“Surrogates,” which opens today, tells the story of a world lost in its own vanity and anxiety. Part murder mystery, part actioner, and part genuine science fiction, the film explores some interesting places, but also hobbles along in some spots.
The film opens with a prologue/credit sequence explaining the birth of true remote cybernetic control and its slow effect on the world over a fourteen year span. When the story proper begins, most people have bought a remote robot called a surrogate (occasionally shortened to “Surry”), machines that tend to be idealized, powerful versions of their human controllers. A Surrogate is locked to the brain patterns of the controller and cannot be shared. People against the use of the machines have been herded into semi-autonomous agrarian zones across the country. They are led by the Prophet (Ving Rhames), and hope to convince the rest of humanity to reject the Surrogates.
Strickland is killed by the Prophet’s men and the Prophet takes possession of the weapon, but there is more to all of this, as we discover that there is one single mind pulling all the strings.

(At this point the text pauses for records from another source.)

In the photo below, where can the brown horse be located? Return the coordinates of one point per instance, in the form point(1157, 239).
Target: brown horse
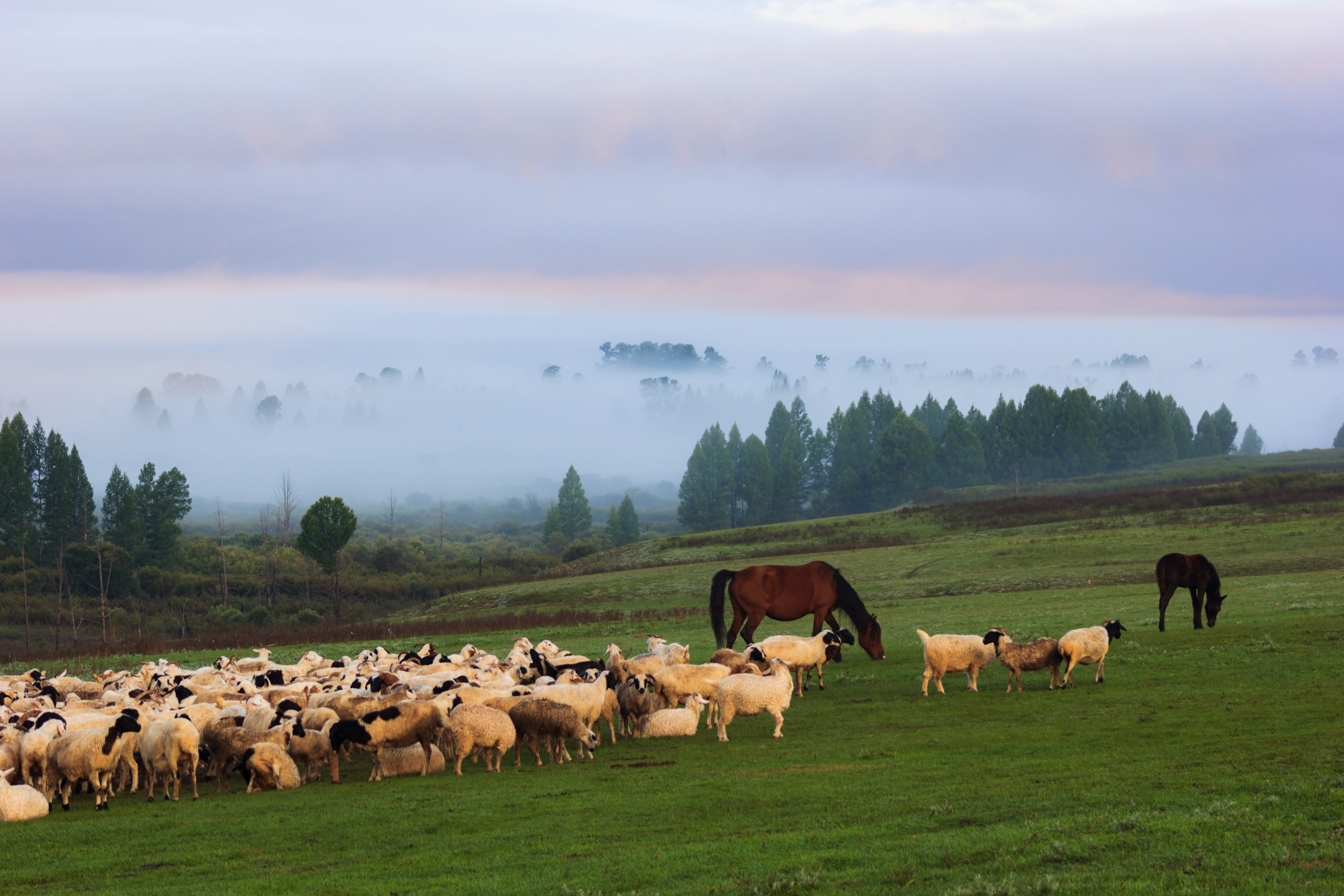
point(1191, 571)
point(791, 593)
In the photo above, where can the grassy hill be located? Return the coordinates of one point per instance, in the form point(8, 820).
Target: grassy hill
point(1206, 762)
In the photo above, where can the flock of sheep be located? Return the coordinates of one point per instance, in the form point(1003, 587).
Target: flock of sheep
point(971, 653)
point(279, 724)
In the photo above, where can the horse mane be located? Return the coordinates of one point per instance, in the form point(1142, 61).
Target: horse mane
point(850, 602)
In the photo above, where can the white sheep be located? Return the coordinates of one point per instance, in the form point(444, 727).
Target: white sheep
point(167, 749)
point(20, 803)
point(33, 753)
point(800, 653)
point(753, 695)
point(947, 653)
point(269, 767)
point(478, 727)
point(675, 723)
point(90, 755)
point(1085, 647)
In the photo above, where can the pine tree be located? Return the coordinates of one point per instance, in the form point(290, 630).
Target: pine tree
point(902, 461)
point(736, 457)
point(1252, 442)
point(120, 519)
point(707, 486)
point(961, 457)
point(575, 516)
point(627, 522)
point(1225, 428)
point(17, 496)
point(756, 480)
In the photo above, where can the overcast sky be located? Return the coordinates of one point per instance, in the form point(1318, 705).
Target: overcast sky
point(304, 191)
point(1167, 147)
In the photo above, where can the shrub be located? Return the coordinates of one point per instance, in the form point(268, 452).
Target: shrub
point(575, 551)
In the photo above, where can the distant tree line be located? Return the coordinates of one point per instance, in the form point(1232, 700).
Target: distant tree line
point(874, 455)
point(659, 355)
point(49, 522)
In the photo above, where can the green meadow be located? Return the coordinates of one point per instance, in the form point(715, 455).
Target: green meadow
point(1206, 762)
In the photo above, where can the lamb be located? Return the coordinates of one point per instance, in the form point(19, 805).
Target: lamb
point(478, 727)
point(20, 803)
point(671, 653)
point(313, 746)
point(401, 726)
point(546, 719)
point(1085, 647)
point(269, 767)
point(90, 755)
point(637, 700)
point(750, 696)
point(33, 751)
point(675, 723)
point(740, 662)
point(947, 653)
point(1042, 653)
point(802, 653)
point(166, 747)
point(226, 743)
point(678, 683)
point(646, 664)
point(411, 761)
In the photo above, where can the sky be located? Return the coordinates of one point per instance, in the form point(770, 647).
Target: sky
point(308, 191)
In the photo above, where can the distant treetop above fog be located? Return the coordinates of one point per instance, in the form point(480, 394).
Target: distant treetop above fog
point(659, 355)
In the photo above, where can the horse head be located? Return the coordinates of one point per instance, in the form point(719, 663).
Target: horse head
point(870, 638)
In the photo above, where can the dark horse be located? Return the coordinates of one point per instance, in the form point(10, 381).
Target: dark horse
point(1191, 571)
point(812, 590)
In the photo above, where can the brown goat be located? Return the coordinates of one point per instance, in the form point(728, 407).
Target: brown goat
point(1042, 653)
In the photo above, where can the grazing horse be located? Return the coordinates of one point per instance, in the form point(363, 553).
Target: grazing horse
point(1191, 571)
point(791, 593)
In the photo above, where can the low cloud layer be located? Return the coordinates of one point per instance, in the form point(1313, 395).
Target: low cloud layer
point(1193, 151)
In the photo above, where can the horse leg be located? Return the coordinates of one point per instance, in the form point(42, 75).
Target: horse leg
point(738, 618)
point(749, 629)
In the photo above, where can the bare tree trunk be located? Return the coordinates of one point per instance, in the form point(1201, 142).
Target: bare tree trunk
point(102, 599)
point(23, 561)
point(224, 561)
point(337, 587)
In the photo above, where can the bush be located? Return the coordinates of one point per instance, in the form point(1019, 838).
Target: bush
point(575, 551)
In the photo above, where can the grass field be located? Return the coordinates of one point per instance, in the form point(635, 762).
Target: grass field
point(1208, 762)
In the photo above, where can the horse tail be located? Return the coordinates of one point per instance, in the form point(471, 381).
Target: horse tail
point(850, 602)
point(721, 585)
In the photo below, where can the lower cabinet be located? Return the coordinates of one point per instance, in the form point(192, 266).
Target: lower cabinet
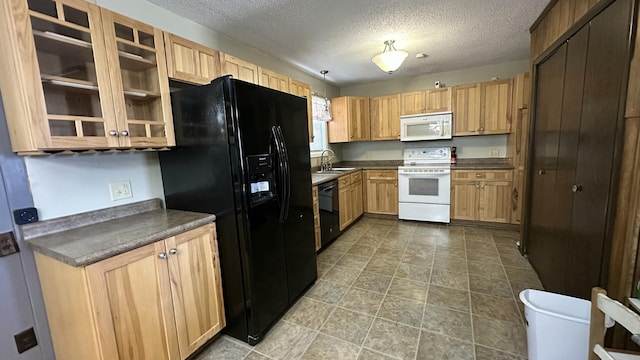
point(159, 301)
point(481, 195)
point(350, 198)
point(381, 192)
point(316, 217)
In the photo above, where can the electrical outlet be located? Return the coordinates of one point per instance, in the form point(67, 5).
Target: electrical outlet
point(25, 340)
point(8, 244)
point(120, 190)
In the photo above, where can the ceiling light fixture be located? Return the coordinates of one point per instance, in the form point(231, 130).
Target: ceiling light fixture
point(390, 59)
point(322, 105)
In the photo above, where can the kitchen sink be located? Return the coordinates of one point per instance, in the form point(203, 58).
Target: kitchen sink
point(334, 171)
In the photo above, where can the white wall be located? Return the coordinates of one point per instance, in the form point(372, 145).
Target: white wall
point(69, 184)
point(467, 147)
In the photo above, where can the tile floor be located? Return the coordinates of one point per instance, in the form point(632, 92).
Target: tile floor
point(390, 289)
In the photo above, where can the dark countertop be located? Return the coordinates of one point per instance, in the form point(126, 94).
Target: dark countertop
point(318, 178)
point(483, 164)
point(86, 238)
point(463, 164)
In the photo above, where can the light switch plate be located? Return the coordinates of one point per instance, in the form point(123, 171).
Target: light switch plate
point(120, 190)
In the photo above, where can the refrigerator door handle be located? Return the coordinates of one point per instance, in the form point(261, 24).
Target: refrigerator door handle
point(287, 175)
point(281, 180)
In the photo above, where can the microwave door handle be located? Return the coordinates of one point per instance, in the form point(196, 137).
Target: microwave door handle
point(424, 175)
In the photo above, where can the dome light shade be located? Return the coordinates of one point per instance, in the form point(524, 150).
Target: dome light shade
point(390, 59)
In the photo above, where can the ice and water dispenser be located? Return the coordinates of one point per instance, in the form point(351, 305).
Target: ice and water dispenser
point(261, 178)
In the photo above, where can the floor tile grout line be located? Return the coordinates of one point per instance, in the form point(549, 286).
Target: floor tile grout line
point(376, 317)
point(473, 334)
point(424, 306)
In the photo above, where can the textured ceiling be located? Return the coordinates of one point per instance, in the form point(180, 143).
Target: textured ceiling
point(343, 35)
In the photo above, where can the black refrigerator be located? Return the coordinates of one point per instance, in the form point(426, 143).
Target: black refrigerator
point(242, 153)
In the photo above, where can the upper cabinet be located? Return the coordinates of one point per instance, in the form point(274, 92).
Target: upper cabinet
point(385, 117)
point(495, 111)
point(425, 101)
point(273, 80)
point(350, 119)
point(79, 77)
point(412, 103)
point(437, 100)
point(302, 89)
point(466, 109)
point(191, 62)
point(239, 68)
point(482, 108)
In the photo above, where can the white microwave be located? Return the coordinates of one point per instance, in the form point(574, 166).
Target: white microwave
point(432, 126)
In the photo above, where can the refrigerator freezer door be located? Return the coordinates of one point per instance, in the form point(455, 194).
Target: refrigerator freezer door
point(298, 227)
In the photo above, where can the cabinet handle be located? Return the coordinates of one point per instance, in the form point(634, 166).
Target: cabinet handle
point(519, 131)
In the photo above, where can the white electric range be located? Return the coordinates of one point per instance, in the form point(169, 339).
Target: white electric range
point(424, 184)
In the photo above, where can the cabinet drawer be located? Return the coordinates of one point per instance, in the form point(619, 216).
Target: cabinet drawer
point(485, 175)
point(344, 181)
point(382, 174)
point(356, 176)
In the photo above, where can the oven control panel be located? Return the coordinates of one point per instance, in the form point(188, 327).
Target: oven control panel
point(427, 155)
point(420, 170)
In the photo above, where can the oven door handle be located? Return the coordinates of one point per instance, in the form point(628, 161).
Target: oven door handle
point(425, 175)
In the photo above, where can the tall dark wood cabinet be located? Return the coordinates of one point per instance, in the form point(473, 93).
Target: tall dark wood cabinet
point(575, 153)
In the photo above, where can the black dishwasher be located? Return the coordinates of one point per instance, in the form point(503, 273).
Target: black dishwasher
point(329, 211)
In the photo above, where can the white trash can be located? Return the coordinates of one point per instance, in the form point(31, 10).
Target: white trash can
point(557, 325)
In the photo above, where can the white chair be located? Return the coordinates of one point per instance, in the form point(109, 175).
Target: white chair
point(602, 307)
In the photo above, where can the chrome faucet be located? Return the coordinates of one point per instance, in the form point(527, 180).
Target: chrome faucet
point(326, 164)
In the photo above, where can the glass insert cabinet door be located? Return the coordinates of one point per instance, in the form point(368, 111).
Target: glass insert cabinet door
point(71, 60)
point(140, 87)
point(77, 76)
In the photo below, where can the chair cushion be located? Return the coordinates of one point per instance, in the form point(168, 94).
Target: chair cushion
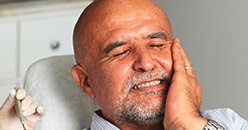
point(49, 82)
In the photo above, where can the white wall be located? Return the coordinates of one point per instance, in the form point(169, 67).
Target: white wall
point(214, 34)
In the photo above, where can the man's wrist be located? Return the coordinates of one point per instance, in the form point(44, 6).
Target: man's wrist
point(213, 125)
point(196, 123)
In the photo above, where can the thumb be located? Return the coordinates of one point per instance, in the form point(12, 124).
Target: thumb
point(9, 103)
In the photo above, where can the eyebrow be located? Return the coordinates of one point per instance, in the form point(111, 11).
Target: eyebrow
point(113, 45)
point(158, 35)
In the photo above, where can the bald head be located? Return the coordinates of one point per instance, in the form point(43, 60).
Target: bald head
point(102, 15)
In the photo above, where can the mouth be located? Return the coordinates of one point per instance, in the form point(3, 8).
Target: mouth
point(149, 84)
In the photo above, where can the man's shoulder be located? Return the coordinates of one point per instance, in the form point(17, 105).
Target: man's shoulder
point(226, 117)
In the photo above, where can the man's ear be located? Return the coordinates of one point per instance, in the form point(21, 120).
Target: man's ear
point(79, 75)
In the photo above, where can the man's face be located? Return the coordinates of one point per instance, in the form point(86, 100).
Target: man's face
point(131, 66)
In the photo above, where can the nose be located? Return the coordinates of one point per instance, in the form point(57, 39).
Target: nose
point(144, 62)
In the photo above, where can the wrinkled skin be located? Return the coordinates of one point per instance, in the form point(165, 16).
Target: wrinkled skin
point(127, 44)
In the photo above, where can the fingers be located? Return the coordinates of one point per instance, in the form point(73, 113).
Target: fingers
point(27, 106)
point(9, 103)
point(20, 93)
point(181, 62)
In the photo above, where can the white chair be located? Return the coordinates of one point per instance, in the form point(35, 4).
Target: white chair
point(49, 82)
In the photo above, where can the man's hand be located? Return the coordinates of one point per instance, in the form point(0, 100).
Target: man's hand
point(184, 96)
point(32, 113)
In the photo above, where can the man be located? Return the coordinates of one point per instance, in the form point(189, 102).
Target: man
point(129, 62)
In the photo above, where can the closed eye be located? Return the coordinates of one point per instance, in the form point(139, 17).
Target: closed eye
point(121, 53)
point(157, 45)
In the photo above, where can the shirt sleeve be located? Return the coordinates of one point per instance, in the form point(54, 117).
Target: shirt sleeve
point(226, 117)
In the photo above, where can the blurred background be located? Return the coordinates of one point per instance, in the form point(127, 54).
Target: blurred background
point(212, 32)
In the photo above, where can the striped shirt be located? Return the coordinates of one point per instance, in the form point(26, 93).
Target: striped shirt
point(226, 117)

The film is full of interesting ideas, including the central concept of Surrogacy itself. Like last month’s “Gamer,” the film takes the position that humanity’s tendencies toward vanity and self-obsession would explode into an interior world of sloth and an exterior world of plastic perfection if the means existed to enable such a scenario. The very nature of the technology would breed a world so terrifying, Greer can barely process it when forced to walk through Boston as a “meat-bag.”
The Prophet’s Human Control Zone is a place that takes going “off the grid” quite seriously. The revulsion to Surrogates is so strong there that people reject more benign technologies in protest. Though the Prophet’s motives are ultimately suspect, the very nature of these Human Reserves is an proactive extrapolation of the premise. Visually, the greener park feel of the Reserve plays in contrast to the immaculate urban paradise of the Surrogate world.
In the midst of the murder mystery is the relationship between Greer and his wife Maggie (Rosamund Pike). When we’re introduced to them, they’re both mourning the death of their child. However, Greer chooses to confront his pain, while Maggie uses her Surrogate to hide from the loss and their old life. This is actually the most compelling thread in the film. Having lost his Surrogate during the course of his investigation into the murder, Greer attempts to get Maggie to come out of her room and, therefore, her Surry. Rather than join her husband, she retreats further into the immaculate persona of her attractive machine. Conceptually, it’s quite similar to the mood organ in Philip K. Dick’s “Do Android’s Dream of Electric Sheep.”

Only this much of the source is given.